Temporary Calm in Aleppo After Days of Heavy Bombing

Seven-year-old Bana Al Alabed tweeted that the city of Aleppo was quiet Tuesday in the wake of overnight bombing by Syrian and Russian forces. The lull in airstrikes gave her the chance to step outdoors and enjoy some early autumn rain. With the help of her mother, a teacher, Bana began tweeting about the hardships of life in Aleppo in late September, earning thousands of followers across the globe.

But the lull in fighting came too late for other children in the city. According to Syrian civil defense, eight children, all members of a single family, were killed when their home was targeted by an airstrike on Monday.

The Syrian Observatory for Human Rights (SOHR) reported that Syrian and Russian warplanes carried out several strikes in Aleppo and the surrounding countryside overnight.

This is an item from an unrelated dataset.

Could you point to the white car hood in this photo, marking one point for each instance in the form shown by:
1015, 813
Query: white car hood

One Twitter user posted video purporting to show the use of cluster bombs in Orem al-Kobra, west of the city.

Tuesday’s lull in bombing gave civilians and rescue workers–known as the White Helmets–a chance to dig through rubble for the dead or wounded.

In this YouTube video (below) by the Aleppo Media Center (AMC), a White Helmet volunteer complains about the difficulty of performing search and rescue operations without the proper equipment.

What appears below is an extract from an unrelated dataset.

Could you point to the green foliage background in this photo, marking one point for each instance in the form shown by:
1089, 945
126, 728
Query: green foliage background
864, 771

Last week, AMC posted harrowing video showing the extent of the devastation in the besieged city.

The U.S. has accused Russia and Syria of committing atrocities in Aleppo.

“The people of Aleppo have been subjected to near-constant bombardment and airstrikes…over the past years, but most intensively the past month or so,” State Department spokesman Mark Toner said Monday. “It’s killed scores of civilians, it’s leveled much of the civilian infrastructure in the city in what, at best, can only be perceived as a way to starve out and to drive out the opposition and civilians who have held on there for so long.”

Russia has said it and Syria will stop all airstrikes on Aleppo for a period of eight hours Thursday in a gesture of “goodwill” that will allow civilians to leave the city through select corridors.

Toner said a pause in bombing would amount to “too little, too late.”